Clint Eastwood canta em homenagem aos desajustados
"Uma vida como a de Hank Williams ou Jimmie Rodgers caberia perfeitamente no universo eastwoodiano. Clint Eastwood, esse autor tão peculiar, tem predileção por homens ambíguos, desajustados, que carregam traumas e contradições, que dizem o que não devem e fazem o que não podem, mas que preservam, mesmo em meio à sua solidão espiritual ou geográfica, uma moral própria, interior, descoberta apenas no percurso da vida."
ARTIGOS
George Lucas Casagrande
“Os temas profundamente humanistas e espiritualmente cativantes de inclusão, arrependimento e renascimento permeiam todos os roteiros que Eastwood escolheu dirigir.” (Sara Anson Vaux, A visão ética de Clint Eastwood)

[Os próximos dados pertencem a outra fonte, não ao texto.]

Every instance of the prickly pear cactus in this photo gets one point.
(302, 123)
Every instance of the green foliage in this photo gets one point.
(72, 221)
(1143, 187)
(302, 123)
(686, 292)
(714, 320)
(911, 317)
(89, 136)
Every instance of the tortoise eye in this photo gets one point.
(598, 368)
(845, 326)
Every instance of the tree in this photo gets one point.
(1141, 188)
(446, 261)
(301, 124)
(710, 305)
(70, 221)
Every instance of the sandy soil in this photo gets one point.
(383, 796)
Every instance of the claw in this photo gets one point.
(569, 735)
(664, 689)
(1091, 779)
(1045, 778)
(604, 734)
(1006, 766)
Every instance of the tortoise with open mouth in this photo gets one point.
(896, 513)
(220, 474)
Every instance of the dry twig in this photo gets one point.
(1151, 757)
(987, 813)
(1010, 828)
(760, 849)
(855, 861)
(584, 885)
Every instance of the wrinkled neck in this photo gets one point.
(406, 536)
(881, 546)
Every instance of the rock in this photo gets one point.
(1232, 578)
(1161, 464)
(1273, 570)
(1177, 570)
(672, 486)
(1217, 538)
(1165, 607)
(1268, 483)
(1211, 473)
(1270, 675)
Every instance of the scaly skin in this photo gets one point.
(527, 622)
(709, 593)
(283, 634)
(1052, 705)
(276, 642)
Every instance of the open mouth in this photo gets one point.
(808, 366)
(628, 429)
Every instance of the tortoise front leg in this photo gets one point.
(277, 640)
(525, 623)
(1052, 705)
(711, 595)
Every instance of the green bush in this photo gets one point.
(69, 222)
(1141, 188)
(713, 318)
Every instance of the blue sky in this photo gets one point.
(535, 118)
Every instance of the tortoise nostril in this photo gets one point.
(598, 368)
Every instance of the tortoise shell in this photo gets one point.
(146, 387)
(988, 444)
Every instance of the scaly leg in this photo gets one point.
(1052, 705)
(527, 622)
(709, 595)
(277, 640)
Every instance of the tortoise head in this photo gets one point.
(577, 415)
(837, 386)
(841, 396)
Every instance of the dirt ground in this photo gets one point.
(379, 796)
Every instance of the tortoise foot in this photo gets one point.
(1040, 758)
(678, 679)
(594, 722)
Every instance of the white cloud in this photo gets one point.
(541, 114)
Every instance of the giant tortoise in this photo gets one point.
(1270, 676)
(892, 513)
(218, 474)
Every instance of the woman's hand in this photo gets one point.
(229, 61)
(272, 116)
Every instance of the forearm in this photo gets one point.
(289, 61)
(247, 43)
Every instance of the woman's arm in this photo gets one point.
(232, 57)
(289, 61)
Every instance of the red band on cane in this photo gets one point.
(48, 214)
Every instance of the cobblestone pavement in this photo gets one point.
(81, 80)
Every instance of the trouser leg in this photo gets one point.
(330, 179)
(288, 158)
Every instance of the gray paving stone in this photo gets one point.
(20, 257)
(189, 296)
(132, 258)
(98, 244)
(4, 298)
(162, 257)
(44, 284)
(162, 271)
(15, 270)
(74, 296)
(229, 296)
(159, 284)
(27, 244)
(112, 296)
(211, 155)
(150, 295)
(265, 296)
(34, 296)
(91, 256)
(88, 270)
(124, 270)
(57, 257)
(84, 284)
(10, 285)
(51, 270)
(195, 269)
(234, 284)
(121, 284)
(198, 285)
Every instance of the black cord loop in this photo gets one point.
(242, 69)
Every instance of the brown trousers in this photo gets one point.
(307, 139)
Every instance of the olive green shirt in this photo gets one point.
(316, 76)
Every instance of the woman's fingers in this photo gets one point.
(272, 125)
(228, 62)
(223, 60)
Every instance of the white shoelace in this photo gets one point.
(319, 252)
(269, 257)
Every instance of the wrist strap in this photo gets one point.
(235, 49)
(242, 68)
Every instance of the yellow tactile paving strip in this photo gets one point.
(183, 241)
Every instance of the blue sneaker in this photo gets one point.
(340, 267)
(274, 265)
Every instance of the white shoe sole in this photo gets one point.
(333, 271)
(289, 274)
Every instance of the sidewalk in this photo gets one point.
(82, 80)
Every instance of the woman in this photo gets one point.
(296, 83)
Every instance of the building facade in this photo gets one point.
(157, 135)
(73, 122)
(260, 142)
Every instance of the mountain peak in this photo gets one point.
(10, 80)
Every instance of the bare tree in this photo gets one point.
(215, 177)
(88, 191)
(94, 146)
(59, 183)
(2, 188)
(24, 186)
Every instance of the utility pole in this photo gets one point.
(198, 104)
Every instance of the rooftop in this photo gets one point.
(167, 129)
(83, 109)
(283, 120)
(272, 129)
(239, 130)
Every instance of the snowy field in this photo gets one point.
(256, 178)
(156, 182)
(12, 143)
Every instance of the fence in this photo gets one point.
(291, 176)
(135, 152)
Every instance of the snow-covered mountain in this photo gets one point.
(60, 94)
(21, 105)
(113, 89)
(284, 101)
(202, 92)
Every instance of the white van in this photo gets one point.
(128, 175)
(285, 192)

Recentemente, batendo papo com um amigo sobre rock, mencionei um livro bem legal da minha estante: As raízes do Rock, do escritor Florent Mazzoleni. A partir dali, começamos a falar sobre a riqueza de estilos que moldou o movimento, como, por exemplo, o blues, o country, o gospel, o folk e tantos outros. No dia seguinte, já em casa, enquanto manuseava pela quinquagésima vez o rascunho do livro de Clint que estou traduzindo, me veio à cabeça a figura de dois homens em particular: Hank Williams e Jimmie Rodgers. A princípio, parece uma conexão improvável, mas há muitas coisas que ligam essas três figuras. Clint, afinal, tem entre seus filmes menos conhecidos uma obra em homenagem à figura do cantor country, o “honky-tonk”, fortemente inspirada nas vidas dessas duas estrelas da música americana.
Hank Williams, esse ícone do Alabama, viveu uma história intensa e meteórica. Fundou, quase sem perceber, a base da música popular americana ao expor suas emoções com uma voz inconfundível. Aprendeu a tocar guitarra com um músico negro que costumava ouvir nas escadarias de uma farmácia, Rufe “Tee Tot” Payne, e logo ganhou projeção em todo o sul dos Estados Unidos. Em 1949, já era atração do prestigiado Grand Ole Opry, onde gravou The Funeral, uma das raras canções country a evocar a morte de um homem negro. Revolucionário, melancólico e fugaz, Hank Williams morreu cedo demais, aos 29 anos, consumido por álcool, anfetaminas e solidão.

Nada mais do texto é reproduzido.